Unlike our Bibles, which follow the order of the Septuagint, the Hebrew Bible ends with 2 Chronicles. The last word of the Hebrew Bible is the decree of Cyrus to the exiles of Jerusalem: “Let him go up.” The gospel of Matthew likewise ends with a command to “Go.” The two books end with the same command, but the two commands are different in critical ways.
Cyrus gave the Jews permission to go to Jerusalem to rebuild their temple and the city; his is a command to return. That is not the force of Jesus’ command. The twelve lived in Judea, but at the end
of Matthew’s gospel Jesus tells them to leave Judea and go to the ends of the earth. Jesus, the Anointed Emperor of the Fifth Monarchy, and He commands His people to go where no man has gone before.
The Old Covenant had a geographic center in Jerusalem and its temple, and the Jews always hoped to get back to their city. The New Covenant has no earthly center, and Paul’s hope, as Pastor Purcell will remind us, was to get to Rome, and thence to Spain. The Old Covenant was centripetal, pulling things toward the center; the New is centrifugal, pushing us out.

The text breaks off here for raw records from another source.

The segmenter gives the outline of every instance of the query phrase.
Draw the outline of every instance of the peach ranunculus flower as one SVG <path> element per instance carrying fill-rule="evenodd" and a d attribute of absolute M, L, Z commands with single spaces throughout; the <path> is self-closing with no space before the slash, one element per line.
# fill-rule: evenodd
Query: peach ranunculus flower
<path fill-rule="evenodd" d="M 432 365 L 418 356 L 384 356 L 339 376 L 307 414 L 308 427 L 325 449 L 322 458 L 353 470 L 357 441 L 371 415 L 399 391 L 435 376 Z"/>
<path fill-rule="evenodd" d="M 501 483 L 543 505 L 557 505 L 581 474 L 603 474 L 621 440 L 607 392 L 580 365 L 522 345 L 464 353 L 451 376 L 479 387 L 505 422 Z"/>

We are tempted to stay put, to refuse the risks of going out. We are tempted to enclose ourselves in the immediate, local concerns of our lives. If we succumb to that temptation, we obscure the genius of the New Covenant order and fail in our obedience to Jesus’ commission.
Of course, not every believer is called to go to a mission field; but some are. Not every believer is called to the mission field, but our hopes and prayers and labors and resources should be directed where Jesus, the Greater Cyrus, directs them – not to a return but to fields white unto harvest that lie beyond the horizon.